That’s a remarkable turnabout. Koehler and Ashford’s bill was all but ignored by legislative leaders after the bill was introduced in March 2017. But three months ago, then-Speaker Clifford Rosenberger, a Clinton County Republican, resigned. It turned out that the FBI was investigating a London junket Rosenberger took. The junket included payday loan lobbyists.
If you want to do to a General Assembly member what garlic does to a vampire, mention the term "FBI" within earshot of the Statehouse. Given the scuttlebutt surrounding Rosenberger's resignation, there was no way the legislature's Republicans couldn't pass some kind of payday lending reform. The question was whether the bill would have teeth. Koehler's HB 123 does – and Senate Republicans sharpened them.
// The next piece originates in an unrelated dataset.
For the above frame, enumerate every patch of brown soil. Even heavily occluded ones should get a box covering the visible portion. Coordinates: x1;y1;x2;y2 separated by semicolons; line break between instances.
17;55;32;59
Still, the nine Senate Republicans who voted “no” on HB 123 live in counties that voted “yes” on a 2008 statewide referendum that capped payday loan APRs at 28 percent. For example, Sen. Bob Hackett, of London, represents Clark, Greene and Madison counties. He voted “no” on HB 123. In 2008, 64 percent of those voting on the issue in Clark County supported capping payday loan APRs; so did 66 percent of those voting in Greene County, and 65 percent of those voting in Madison County. Also voting “no” on HB 123 was Sen. William P. Coley II, who represents parts of Butler County. In 2008, 59 percent of those voting on the issue in Butler County supported capping payday loan APRs.
True, as the Anglo-Irish statesman Edmund Burke told constituents in the 1700s, a legislator must use his or her judgment in deciding issues rather than just be a loudspeaker for the opinions of the folks back home. But as to payday lending, the folks back home didn’t just sound off. They voted.